1. ## Help on a confusing Integration question

I've got one question left on my assignment, and I'm not too sure what the questions even asking.

Here's the question:

Can somebody help me understand this question? And is the question asking about 2D or 3D models? I can understand how 2D might be possible to work out, but have no idea about 3D, since the height (z-axis) is not specified.

Maybe I'm just looking at the question the wrong way! Any help is accepted .

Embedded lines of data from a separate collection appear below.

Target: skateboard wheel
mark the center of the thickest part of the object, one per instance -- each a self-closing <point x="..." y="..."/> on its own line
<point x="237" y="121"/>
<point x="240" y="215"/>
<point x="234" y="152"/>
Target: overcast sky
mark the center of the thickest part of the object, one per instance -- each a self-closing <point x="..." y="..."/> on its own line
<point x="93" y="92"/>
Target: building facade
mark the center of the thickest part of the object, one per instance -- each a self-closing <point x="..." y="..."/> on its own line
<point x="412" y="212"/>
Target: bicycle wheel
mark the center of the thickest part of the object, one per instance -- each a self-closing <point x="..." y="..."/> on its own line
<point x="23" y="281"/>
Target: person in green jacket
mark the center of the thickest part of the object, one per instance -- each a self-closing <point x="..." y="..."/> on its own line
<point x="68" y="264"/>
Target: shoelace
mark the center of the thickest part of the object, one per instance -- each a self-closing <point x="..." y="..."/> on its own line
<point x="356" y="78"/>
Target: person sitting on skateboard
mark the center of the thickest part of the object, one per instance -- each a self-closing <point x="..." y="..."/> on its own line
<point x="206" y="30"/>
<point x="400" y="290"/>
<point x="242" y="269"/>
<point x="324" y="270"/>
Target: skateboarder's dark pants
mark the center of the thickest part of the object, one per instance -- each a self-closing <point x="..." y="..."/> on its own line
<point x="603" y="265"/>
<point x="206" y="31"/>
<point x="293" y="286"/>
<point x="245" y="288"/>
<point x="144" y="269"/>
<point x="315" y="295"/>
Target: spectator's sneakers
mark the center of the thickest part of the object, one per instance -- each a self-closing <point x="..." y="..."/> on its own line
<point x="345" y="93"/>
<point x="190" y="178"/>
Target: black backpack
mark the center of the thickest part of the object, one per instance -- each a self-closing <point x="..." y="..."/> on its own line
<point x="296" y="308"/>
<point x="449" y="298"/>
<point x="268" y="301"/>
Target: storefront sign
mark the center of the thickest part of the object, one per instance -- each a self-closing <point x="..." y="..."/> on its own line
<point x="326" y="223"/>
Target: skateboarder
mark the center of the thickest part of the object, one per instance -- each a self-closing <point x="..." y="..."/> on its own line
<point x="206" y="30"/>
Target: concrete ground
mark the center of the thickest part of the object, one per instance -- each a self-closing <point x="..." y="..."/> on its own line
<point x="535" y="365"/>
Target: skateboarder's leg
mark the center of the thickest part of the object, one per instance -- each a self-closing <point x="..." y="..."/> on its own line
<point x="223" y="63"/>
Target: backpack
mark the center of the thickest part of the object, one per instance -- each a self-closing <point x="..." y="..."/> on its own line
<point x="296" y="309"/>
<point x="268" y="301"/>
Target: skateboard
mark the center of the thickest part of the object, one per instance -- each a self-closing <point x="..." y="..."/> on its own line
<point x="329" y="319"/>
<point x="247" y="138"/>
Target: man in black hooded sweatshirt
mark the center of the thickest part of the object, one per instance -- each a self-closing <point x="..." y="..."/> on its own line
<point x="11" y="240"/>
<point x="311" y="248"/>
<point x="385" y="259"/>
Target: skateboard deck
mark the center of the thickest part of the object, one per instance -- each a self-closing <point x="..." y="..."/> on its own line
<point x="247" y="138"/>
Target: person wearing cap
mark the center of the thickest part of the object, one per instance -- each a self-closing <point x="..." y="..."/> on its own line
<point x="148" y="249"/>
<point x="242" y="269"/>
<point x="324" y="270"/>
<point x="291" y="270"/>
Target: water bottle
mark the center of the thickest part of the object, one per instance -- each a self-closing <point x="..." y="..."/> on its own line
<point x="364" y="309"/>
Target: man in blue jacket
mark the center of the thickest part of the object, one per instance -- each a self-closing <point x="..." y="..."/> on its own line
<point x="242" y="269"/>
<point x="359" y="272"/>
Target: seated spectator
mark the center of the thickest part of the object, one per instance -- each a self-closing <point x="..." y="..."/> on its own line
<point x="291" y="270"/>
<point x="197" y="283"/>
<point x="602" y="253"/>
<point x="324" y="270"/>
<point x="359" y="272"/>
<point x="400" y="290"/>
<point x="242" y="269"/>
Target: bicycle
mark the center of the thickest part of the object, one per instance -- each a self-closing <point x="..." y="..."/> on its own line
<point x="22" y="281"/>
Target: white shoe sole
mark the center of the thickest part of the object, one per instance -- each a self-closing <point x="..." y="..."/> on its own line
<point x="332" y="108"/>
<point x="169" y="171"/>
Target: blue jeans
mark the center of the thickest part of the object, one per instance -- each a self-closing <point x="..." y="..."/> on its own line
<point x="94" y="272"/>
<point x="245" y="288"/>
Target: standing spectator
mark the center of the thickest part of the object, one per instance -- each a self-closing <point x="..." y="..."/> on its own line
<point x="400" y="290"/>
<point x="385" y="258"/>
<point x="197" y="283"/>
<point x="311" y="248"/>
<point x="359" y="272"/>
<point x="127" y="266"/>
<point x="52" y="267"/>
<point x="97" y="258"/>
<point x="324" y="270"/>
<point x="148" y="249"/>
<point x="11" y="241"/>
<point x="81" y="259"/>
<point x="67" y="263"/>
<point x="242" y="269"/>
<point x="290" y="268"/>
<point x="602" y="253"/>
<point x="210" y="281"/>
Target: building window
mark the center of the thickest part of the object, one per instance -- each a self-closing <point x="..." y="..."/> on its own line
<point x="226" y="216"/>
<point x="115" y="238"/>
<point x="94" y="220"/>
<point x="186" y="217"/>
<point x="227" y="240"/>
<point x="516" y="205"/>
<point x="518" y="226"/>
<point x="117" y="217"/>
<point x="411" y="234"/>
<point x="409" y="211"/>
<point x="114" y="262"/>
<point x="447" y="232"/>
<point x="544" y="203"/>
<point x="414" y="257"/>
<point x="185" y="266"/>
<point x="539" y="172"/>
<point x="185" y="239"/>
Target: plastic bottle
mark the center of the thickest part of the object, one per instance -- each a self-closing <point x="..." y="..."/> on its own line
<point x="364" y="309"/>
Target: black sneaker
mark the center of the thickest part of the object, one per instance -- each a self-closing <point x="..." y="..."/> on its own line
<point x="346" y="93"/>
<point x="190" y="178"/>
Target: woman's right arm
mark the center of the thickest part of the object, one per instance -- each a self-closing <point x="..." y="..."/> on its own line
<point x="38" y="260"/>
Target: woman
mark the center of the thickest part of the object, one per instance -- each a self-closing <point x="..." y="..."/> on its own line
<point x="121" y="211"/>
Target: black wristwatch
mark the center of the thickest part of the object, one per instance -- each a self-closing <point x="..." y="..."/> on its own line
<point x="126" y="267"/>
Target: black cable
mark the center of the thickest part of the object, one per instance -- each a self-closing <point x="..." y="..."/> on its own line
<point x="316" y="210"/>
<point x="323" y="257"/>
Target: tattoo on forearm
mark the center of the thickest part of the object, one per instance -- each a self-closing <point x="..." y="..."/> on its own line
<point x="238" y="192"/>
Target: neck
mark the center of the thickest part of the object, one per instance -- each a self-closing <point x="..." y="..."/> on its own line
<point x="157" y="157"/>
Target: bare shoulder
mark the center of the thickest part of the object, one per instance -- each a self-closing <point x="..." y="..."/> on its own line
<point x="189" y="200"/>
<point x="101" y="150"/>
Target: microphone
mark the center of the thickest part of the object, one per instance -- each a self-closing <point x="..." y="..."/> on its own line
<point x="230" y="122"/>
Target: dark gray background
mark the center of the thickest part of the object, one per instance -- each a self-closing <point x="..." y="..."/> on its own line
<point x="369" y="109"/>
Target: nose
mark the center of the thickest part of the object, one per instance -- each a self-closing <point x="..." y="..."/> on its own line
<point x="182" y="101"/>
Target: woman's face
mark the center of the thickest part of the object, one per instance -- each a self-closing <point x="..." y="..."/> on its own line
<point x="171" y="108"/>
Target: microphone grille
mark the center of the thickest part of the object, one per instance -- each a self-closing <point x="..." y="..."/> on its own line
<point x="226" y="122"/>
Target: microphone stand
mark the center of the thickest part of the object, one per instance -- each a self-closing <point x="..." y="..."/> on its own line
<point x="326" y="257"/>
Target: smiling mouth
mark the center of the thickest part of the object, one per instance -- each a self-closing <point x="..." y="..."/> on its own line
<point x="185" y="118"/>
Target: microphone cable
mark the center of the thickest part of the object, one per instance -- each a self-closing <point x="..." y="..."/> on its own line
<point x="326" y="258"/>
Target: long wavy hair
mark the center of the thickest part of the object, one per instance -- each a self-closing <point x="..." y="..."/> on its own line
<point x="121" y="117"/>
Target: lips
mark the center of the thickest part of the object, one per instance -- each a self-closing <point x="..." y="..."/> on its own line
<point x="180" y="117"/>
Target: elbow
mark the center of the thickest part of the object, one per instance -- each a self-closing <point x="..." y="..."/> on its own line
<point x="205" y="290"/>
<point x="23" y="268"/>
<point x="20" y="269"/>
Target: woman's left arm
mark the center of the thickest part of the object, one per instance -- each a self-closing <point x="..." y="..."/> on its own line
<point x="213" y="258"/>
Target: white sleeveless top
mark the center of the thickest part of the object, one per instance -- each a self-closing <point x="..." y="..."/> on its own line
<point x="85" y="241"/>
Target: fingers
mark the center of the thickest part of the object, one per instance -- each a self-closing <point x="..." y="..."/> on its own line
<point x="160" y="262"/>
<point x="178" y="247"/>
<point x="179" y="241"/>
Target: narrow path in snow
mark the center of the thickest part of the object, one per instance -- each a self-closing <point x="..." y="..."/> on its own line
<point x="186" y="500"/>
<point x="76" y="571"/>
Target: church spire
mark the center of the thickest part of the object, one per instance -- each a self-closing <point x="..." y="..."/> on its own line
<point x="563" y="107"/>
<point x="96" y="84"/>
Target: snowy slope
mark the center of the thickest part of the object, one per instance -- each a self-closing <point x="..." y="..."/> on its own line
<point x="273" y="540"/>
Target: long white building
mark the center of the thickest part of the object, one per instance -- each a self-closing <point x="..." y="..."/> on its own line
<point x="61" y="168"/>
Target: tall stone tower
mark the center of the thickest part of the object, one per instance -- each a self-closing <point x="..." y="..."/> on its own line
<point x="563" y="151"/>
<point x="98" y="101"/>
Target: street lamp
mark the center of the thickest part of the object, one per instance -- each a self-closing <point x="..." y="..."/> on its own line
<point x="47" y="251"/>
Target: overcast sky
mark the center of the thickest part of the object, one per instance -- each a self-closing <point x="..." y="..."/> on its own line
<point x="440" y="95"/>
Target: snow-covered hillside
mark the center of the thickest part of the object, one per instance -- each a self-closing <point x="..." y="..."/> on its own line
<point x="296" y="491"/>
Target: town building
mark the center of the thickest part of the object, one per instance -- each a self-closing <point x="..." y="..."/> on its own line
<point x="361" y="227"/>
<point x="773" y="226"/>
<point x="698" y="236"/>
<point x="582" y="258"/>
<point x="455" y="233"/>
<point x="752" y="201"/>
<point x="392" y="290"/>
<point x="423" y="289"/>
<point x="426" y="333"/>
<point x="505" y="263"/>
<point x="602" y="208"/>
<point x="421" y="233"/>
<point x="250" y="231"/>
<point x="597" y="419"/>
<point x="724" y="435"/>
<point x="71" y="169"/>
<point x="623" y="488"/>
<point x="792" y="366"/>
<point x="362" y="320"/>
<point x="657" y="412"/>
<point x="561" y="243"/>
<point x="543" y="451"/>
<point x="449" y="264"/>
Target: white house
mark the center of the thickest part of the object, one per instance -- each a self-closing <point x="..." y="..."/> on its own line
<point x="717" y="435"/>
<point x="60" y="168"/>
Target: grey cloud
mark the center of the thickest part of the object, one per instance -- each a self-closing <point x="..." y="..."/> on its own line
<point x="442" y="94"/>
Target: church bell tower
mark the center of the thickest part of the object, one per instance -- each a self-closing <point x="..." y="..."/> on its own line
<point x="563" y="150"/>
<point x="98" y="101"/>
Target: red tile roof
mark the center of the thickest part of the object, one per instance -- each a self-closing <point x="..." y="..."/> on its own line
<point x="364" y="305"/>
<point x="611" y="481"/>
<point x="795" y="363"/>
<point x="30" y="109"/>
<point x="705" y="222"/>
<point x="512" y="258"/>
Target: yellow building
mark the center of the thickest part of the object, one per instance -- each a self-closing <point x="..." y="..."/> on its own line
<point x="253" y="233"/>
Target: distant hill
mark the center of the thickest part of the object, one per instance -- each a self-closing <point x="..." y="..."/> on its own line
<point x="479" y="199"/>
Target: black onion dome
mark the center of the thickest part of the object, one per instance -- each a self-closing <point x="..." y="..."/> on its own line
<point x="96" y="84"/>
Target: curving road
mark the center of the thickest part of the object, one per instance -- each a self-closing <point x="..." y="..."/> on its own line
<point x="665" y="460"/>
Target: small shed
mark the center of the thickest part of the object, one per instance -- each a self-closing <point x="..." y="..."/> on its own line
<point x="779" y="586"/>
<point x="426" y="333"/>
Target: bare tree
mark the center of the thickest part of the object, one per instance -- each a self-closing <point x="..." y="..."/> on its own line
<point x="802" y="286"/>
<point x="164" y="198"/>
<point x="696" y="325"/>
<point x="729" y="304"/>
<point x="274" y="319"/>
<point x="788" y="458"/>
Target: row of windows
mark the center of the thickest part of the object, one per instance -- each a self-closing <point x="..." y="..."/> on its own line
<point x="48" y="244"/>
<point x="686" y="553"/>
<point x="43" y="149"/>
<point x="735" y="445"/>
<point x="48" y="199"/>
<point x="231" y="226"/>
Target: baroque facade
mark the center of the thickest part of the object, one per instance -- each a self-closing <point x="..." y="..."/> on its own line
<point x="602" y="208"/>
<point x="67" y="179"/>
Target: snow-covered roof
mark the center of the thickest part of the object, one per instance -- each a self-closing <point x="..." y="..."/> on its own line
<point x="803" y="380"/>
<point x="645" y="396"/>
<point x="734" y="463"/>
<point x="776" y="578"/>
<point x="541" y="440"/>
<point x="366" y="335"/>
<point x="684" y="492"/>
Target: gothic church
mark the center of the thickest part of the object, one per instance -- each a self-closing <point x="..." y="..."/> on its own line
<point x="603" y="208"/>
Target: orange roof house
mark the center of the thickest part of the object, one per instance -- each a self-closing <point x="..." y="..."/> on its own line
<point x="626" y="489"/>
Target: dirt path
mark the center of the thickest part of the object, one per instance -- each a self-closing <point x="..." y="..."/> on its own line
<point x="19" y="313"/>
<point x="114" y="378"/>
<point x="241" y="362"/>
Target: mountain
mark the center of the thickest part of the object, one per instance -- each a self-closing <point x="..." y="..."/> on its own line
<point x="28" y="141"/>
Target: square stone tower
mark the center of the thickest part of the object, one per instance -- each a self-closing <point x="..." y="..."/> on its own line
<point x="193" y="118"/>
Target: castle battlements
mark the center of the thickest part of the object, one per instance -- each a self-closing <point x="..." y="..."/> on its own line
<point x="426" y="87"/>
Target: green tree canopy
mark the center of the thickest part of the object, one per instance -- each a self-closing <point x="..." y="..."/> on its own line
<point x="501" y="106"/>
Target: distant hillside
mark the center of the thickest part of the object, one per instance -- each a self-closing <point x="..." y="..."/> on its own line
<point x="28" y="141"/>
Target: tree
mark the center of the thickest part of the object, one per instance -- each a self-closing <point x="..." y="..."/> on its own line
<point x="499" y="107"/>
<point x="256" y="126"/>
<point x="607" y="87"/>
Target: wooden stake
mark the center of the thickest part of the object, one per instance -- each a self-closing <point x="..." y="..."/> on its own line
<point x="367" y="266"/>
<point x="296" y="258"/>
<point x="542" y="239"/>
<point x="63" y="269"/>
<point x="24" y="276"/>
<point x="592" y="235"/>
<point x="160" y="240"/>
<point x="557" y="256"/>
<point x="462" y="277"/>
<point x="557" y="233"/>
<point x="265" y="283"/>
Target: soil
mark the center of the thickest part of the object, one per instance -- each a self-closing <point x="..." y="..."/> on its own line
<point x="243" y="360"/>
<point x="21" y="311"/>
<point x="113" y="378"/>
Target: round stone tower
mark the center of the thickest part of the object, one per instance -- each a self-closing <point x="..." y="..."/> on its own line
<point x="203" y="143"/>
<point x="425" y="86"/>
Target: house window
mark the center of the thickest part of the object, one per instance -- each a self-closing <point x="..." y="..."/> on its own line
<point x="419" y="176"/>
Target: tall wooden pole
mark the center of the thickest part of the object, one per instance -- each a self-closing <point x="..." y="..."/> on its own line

2. Originally Posted by Phatmat
I've got one question left on my assignment, and I'm not too sure what the questions even asking.

Here's the question:

Can somebody help me understand this question? And is the question asking about 2D or 3D models? I can understand how 2D might be possible to work out, but have no idea about 3D, since the height (z-axis) is not specified.

Maybe I'm just looking at the question the wrong way! Any help is accepted .
a): for a fixed $0 \leq x \leq \pi$ find the area of an equilateral triangle with each side of length $6 \sqrt{\sin x}.$ then integrate the result on the interval $[0,\pi]$ to find the volume. it's as simple as that!

b): the same idea as a).

3. I'm still confused..

What do you mean by:
"then integrate the result on the interval to find the volume. it's as simple as that!"?

Is the triangle only 2D then? Because how can each side of the triangle be of length 6sqrt(sin x) when that's a semi-circle shape?

4. Originally Posted by Phatmat
I'm still confused..

What do you mean by:
"then integrate the result on the interval to find the volume. it's as simple as that!"?

Is the triangle only 2D then? Because how can each side of the triangle be of length 6sqrt(sin x) when that's a semi-circle shape?
for a fixed $x_0,$ the triangle is in the plane $x=x_0.$ you leaned in high school or earlier that the area of an equilateral triangle with each side of length $a$ is $\frac{\sqrt{3}}{4}a^2.$

so in your example the area of each cross section is $A(x)=\frac{\sqrt{3}}{4}(6 \sqrt{\sin x})^2=9\sqrt{3} \sin x.$ the volume you're looking for is $\int_0^{\pi} A(x) \ dx= 18 \sqrt{3}.$

5. Thanks for your help, your answer was right. I used the same method for the square (part b), and it was right aswell.